Le Hasard
de Krzysztof Kieslowski |
avec Boguslaw Linda, Tadeusz Lomnicki, Zbigniew Zapasiewicz, Boguslawa Pawelec, etc.
Achevé peu avant le coup d’état fomenté par le général Jaruzelski, «Le Hasard» a traîné quelque six ans dans les placards de la Censure: fût-il moribond, un régime sacrifiant à Marx, à son déterminisme «salvateur», ne pouvait tolérer cette célébration de la Contingence, assénée qui plus est par un Krzysztof Kieslowski déjà au sommet de sa forme.
Mais gardons-nous de faire pour autant du metteur en scène polonais l’opposant type, lié à son temps, politiquement engagé, bref un porte-parole de circonstance… De fait, «Le Hasard» constitue une manière de manifeste qui vaut pour toute l’œuvre de Kieslowski, passée et à venir; livrant avec une limpidité inégalée la pensée profonde d’un cinéaste littéralement libre d’esprit!
Un conseil, accrochez-vous fermement aux prémisses du récit, car celles-ci éclairent avantageusement le sens de la future démonstration: alors qu’il étudie la médecine à Lodz, sa ville natale, le jeune Witek Dlugosz perd son père, un père qui l’a plus que conseillé dans le choix de ses études; s’estimant libéré, Witek croit pouvoir dès lors choisir sa voie. Décidé à interrompre ses études, il se précipite à la gare pour prendre le train de Varsovie… Avec une virtuosité extraordinaire, Kieslowski lui prédit alors trois destins, selon qu’il attrape ou rate son train, et dont le seul maître semble être le hasard.

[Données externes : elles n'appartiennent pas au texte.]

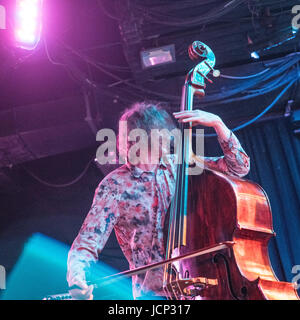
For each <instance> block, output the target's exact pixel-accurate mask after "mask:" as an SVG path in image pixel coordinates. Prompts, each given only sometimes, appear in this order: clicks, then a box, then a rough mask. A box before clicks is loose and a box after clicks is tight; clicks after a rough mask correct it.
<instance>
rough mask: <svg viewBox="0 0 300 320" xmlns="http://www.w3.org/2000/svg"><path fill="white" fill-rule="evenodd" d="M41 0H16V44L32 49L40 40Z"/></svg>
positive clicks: (14, 32)
mask: <svg viewBox="0 0 300 320" xmlns="http://www.w3.org/2000/svg"><path fill="white" fill-rule="evenodd" d="M42 5H43V0H16V12H15V32H14V33H15V41H16V46H17V47H20V48H22V49H26V50H33V49H35V48H36V46H37V45H38V43H39V41H40V36H41V29H42Z"/></svg>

Dans le premier cas de figure, Witek parvient à attraper son train: arrivé à Varsovie, il retrouve avec bonheur Czuszka, un amour d’enfance, mais adhère tout en même temps au parti communiste dont il devient un homme de main; jusqu’à ce jour fatal où il est amené à dénoncer un groupe d’opposants auquel appartient… Czuszka!

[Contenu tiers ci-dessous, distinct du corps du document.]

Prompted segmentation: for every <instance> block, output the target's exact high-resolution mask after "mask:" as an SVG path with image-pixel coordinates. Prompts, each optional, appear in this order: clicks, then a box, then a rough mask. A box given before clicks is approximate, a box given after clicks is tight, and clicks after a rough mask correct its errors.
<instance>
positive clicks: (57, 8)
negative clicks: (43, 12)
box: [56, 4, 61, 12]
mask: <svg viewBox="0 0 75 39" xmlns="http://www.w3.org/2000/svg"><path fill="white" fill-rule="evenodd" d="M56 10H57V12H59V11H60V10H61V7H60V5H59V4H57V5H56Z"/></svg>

Sans transition, Kieslowski ramène son personnage à la gare de Lodz, le fait derechef recourir sur le quai: en vain cette fois, Witek rate son train, qui pis est… il se heurte dans sa course à un milicien. Condamné pour voie de fait, Witek se retrouve en prison où il se lie avec des militants catholiques proches de Solidarnosc; à sa sortie, il devient un opposant actif; jusqu’à ce jour maudit où, en son absence, tous ses camarades sont arrêtés… résultat, Witek passe pour un traître!
Mais, sans plus tarder, il doit endosser le troisième destin que lui a apprêté Kieslowski. Revenu en arrière, sur ce fichu quai de gare, Witek rate de nouveau son train, cette fois-là, il s’en accommode: il reprend ses études, se marie, fait des enfants, et mène sa carrière tranquillement, sans jamais prendre position; jusqu’à ce jour terrible où… nous n’en dirons pas plus!

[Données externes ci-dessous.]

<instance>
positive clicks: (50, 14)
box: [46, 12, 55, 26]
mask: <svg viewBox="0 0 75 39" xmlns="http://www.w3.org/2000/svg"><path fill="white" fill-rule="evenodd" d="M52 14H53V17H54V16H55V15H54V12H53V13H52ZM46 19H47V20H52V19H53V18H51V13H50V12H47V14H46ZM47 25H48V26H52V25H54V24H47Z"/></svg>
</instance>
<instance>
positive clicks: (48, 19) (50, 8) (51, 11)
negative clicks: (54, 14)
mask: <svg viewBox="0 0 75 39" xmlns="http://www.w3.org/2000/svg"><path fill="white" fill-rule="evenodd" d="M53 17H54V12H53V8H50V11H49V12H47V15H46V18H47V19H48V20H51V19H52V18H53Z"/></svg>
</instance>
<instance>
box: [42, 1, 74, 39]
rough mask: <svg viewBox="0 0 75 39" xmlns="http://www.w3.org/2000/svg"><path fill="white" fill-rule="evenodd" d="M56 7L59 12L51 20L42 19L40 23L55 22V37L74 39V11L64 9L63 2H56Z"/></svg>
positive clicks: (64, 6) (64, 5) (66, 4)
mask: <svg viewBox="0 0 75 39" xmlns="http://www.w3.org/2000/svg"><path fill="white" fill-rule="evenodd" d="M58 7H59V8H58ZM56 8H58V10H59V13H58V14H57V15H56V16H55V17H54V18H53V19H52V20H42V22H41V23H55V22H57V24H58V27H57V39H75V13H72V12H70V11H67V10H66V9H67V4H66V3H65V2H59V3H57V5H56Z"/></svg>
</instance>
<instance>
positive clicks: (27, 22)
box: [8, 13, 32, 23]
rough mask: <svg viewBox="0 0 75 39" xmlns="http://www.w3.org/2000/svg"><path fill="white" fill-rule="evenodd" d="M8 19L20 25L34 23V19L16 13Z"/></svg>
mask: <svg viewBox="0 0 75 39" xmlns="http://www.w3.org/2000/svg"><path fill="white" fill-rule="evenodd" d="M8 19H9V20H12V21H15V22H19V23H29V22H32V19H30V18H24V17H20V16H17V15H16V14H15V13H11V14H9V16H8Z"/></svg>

Via ces trois récits qui s’interpellent avec brio, Kieslowski révèle tout de go, et le principe éthique régissant sa pratique, et la pensée qui fonde cette dernière: à savoir que le cinéaste se doit de respecter la réalité qu’il représente, aussi contraire soit-elle à son idéal; et que le hasard, ce fameux hasard, en fait tire sa toute-puissance de l’illusion que nous entretenons au sujet de notre liberté.